National Energy Centre Phase 1 heating system
As the building has such a low heat demand, it was possible to install a near-domestic scale heating system based around an MHS Strata 1 condensing boiler. The boiler has a fully modulating heat output sliding between 20% and 100%. Its stainless steel heat exchanger is designed to return operating efficiencies between 88% and 96% (gross). This ensures that there are extremely low NOx and CO emissions. The unit also has a variable speed primary pump which allows the boiler to maintain the widest possible temperature difference across the heat exchanger (resulting in a seasonal efficiency gain of 7% to 10%). Control is through an electronic 7-day integrated timer and room thermostat, with a set back temperature for night and weekends. Local temperature control is mainly by thermostatic radiator control valves (TRVs). To avoid running the boiler at part loads during the summer, instantaneous electric hot water units were fitted at each point of use. The boiler was replaced in late 2016 with another condensing boiler.
National Energy Centre Phase 1 monitoring and performance
The building was monitored for several years using an PC-based monitoring system was installed to log energy use and other relevant data, such as internal and external temperatures. Monitored data was verified against actual meter readings and utility bills. The strategy of providing a high thermal mass for the building worked very well, with occupants enjoying a very even climate inside the building with low energy use. In winter, this was generally achieved with the heating running more or less continuously from about 7.30 to 9.00 am, then requiring only short top-up bursts later in the day. For example, the small screen image shows internal and external temperatures on Thursday 15th February 2001. The external temperature rose from -3.5°C at night to a maximum of just 4.5°C by day, but the internal temperature at the monitoring point did not fluctuate by more than 1°C. And this was achieved with the central heating system only firing measurably in the first 1½ hours. Later in the day, most of the heating requirement came from solar gain or incidental gains from the occupants and office equipment.
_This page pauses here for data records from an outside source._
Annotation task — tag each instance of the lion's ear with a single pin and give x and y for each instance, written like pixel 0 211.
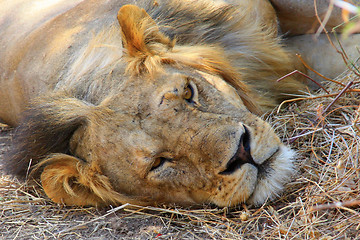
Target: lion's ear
pixel 68 180
pixel 141 36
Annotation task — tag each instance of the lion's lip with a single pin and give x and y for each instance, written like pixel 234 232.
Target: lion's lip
pixel 241 156
pixel 265 165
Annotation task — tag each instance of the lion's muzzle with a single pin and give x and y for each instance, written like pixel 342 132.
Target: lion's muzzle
pixel 241 156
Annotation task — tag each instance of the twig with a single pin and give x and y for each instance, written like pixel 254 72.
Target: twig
pixel 303 74
pixel 316 72
pixel 352 203
pixel 95 219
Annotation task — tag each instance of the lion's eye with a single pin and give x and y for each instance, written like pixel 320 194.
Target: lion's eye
pixel 158 163
pixel 188 93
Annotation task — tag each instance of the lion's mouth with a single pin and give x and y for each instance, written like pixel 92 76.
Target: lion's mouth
pixel 241 156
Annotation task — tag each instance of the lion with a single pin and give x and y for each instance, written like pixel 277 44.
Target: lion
pixel 145 102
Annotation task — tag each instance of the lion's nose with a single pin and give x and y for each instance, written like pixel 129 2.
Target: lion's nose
pixel 241 156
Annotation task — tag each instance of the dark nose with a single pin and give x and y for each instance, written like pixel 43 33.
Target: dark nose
pixel 241 156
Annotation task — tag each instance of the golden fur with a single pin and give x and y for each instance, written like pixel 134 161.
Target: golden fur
pixel 167 118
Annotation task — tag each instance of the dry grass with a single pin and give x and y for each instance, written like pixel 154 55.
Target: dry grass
pixel 321 202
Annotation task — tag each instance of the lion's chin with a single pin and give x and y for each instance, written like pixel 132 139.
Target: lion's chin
pixel 271 179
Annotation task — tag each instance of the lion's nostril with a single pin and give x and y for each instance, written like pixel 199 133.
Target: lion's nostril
pixel 241 156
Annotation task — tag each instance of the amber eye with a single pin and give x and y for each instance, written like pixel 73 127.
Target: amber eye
pixel 158 162
pixel 188 93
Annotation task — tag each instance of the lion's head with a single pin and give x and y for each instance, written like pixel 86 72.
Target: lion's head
pixel 178 129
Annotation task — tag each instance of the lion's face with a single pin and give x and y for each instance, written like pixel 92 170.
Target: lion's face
pixel 187 138
pixel 168 123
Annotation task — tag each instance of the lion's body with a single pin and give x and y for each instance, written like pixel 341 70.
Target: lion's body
pixel 109 119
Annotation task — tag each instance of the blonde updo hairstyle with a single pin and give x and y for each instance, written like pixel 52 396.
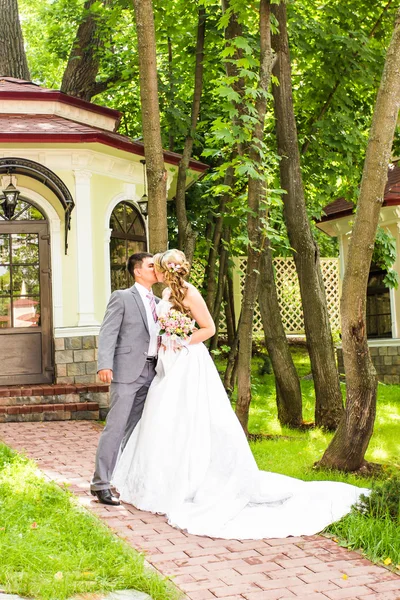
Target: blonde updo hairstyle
pixel 175 267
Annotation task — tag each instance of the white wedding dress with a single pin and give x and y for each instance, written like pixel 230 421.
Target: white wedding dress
pixel 188 458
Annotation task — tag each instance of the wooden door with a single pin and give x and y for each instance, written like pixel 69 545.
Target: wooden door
pixel 26 354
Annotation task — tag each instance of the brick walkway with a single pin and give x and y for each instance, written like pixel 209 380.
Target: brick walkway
pixel 312 568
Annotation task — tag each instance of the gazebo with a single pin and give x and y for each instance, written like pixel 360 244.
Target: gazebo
pixel 383 303
pixel 70 215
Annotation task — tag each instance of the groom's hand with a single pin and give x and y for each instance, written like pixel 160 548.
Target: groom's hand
pixel 105 375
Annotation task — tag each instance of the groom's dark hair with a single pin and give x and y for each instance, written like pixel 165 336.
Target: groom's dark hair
pixel 136 260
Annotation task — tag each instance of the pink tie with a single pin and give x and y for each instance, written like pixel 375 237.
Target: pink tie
pixel 150 296
pixel 152 306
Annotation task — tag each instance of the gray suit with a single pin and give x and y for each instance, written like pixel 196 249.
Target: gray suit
pixel 123 343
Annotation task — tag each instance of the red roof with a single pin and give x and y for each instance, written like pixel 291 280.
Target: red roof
pixel 30 128
pixel 342 207
pixel 19 89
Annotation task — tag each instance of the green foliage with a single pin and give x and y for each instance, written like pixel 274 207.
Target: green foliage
pixel 384 500
pixel 385 256
pixel 51 549
pixel 294 453
pixel 337 55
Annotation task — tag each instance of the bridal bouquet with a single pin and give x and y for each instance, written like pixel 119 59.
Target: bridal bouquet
pixel 176 326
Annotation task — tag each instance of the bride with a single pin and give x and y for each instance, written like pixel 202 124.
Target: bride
pixel 188 457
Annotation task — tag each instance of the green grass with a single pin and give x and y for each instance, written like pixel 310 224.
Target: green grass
pixel 50 548
pixel 294 453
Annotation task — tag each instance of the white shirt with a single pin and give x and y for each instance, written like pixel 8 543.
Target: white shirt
pixel 154 327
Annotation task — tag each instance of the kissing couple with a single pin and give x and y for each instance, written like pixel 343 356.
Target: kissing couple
pixel 172 443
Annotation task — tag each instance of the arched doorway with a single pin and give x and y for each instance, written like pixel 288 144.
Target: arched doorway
pixel 128 235
pixel 25 297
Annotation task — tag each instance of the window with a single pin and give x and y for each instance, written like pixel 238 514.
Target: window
pixel 24 211
pixel 128 236
pixel 19 268
pixel 379 322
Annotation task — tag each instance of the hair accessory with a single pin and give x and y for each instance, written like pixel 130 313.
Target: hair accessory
pixel 173 268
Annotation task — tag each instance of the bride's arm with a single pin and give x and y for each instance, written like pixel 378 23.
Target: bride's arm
pixel 200 313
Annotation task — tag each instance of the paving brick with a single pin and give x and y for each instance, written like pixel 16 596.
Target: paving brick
pixel 203 568
pixel 350 592
pixel 386 586
pixel 270 595
pixel 231 590
pixel 381 596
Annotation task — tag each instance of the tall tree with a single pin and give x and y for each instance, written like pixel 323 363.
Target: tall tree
pixel 80 74
pixel 349 444
pixel 256 198
pixel 329 404
pixel 186 234
pixel 156 174
pixel 13 61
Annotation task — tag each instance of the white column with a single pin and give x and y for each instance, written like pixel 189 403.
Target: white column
pixel 56 270
pixel 84 248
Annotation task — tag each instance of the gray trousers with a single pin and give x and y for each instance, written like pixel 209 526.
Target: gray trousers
pixel 126 407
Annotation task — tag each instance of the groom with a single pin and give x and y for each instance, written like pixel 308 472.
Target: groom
pixel 127 359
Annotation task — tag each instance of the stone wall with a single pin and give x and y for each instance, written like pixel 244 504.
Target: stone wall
pixel 76 359
pixel 386 361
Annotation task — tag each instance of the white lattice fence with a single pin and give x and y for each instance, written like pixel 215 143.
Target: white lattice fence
pixel 288 292
pixel 288 289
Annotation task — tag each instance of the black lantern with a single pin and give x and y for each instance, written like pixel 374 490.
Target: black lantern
pixel 10 199
pixel 144 200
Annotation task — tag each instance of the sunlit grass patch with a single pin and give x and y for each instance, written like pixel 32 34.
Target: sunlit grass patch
pixel 294 453
pixel 51 549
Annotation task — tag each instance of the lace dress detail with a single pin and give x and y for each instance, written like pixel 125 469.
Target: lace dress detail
pixel 188 458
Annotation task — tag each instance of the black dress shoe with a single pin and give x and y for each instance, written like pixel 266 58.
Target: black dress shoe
pixel 105 497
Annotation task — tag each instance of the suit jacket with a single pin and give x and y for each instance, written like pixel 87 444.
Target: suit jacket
pixel 124 336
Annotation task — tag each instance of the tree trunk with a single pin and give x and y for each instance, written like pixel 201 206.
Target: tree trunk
pixel 347 449
pixel 13 61
pixel 329 403
pixel 229 310
pixel 155 170
pixel 186 235
pixel 288 398
pixel 256 194
pixel 222 273
pixel 79 77
pixel 213 255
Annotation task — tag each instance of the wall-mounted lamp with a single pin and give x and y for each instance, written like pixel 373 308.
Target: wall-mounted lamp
pixel 10 199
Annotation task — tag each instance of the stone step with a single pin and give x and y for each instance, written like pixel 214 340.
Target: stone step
pixel 53 402
pixel 50 412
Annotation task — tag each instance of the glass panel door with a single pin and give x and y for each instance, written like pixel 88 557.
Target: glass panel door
pixel 19 280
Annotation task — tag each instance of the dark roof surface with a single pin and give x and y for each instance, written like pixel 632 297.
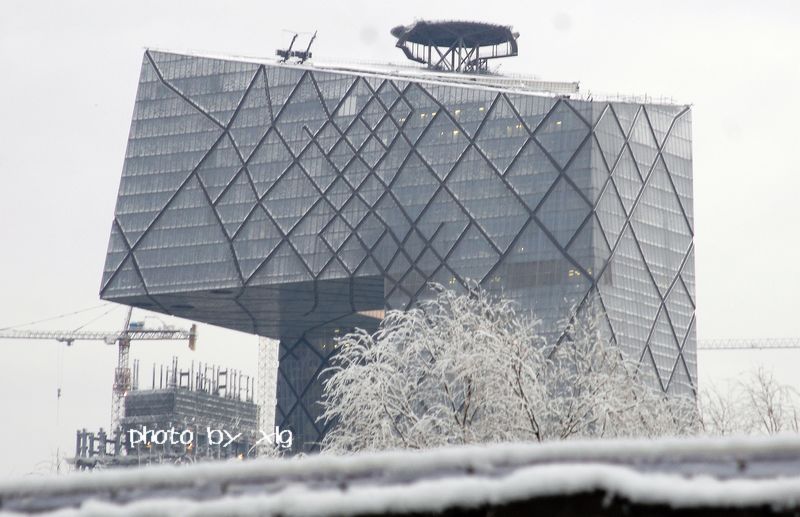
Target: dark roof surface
pixel 446 33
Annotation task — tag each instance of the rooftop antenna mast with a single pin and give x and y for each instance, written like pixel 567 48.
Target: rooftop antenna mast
pixel 300 55
pixel 454 46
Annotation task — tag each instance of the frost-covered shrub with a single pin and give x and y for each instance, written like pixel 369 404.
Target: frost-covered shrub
pixel 470 368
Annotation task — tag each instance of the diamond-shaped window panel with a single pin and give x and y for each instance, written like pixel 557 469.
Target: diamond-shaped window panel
pixel 626 113
pixel 339 193
pixel 661 228
pixel 473 257
pixel 388 93
pixel 414 186
pixel 220 93
pixel 396 155
pixel 477 186
pixel 126 281
pixel 253 117
pixel 609 136
pixel 400 112
pixel 355 173
pixel 532 174
pixel 371 189
pixel 387 132
pixel 664 348
pixel 502 134
pixel 291 198
pixel 354 211
pixel 357 133
pixel 235 204
pixel 562 133
pixel 372 151
pixel 563 211
pixel 302 114
pixel 318 167
pixel 172 243
pixel 442 144
pixel 352 104
pixel 269 162
pixel 254 242
pixel 336 232
pixel 680 309
pixel 626 178
pixel 341 154
pixel 327 136
pixel 219 167
pixel 611 214
pixel 661 118
pixel 424 112
pixel 643 144
pixel 373 113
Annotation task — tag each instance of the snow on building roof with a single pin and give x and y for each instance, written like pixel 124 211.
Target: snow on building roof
pixel 510 83
pixel 687 473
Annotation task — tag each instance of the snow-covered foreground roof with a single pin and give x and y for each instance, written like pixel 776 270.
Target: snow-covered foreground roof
pixel 722 472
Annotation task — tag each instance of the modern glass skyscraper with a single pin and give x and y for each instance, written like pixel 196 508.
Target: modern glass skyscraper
pixel 298 202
Summer energy use was very low, as the building is naturally ventilated. The internal temperature can rise as high as 24 or 25°C during prolonged periods of warm weather, but again fluctuates very little between day and night. Working conditions are more than acceptable, as staff can maintain a good cross-ventilation through opening vents beside the main windows, and the external overshading prevents the direct solar gains that are so useful in winter, when the lower sun angle allows warmth into the building.
The Eco-Warrior system also shows quite clearly how the lighting strategy is working. On bright days, throughout the year, there is often no lighting circuit consumption at all downstairs, with only limited use upstairs. In the example shown, the peak demand on the graph is just 1,600W serving an area of 400m2. It is noticeable that the greatest lighting demand occurs when the cleaners come in at night and switch on all possible lights, proving that staff motivation is also an important part of minimising energy use.
Analysis of bills revealed that The National Energy Centre achieved total energy use considerably below the Building Research Establishment's best practice guidelines for a modern, naturally ventilated office. However, over time, consumption crept up for a number of possible reasons:
- The original occupants, who were highly motivated to keep energy use low and so actively managed the use of lights, left the building.
- The design of the ground floor originally provided for naturally lit, open-plan office space but this was later replaced by cellular meeting rooms, requiring much more lighting.
- The new occupants were involved in software development and database management, which required a more intensive use of computing, including an air-conditioned server room.
Nevertheless, the overall design continued to show good energy use, especially as a result of the high levels of insulation, which were well above UK building regulations at the time the building was constructed. We sold the building in 2018, so are no longer able to show people around it or monitor its energy consumption.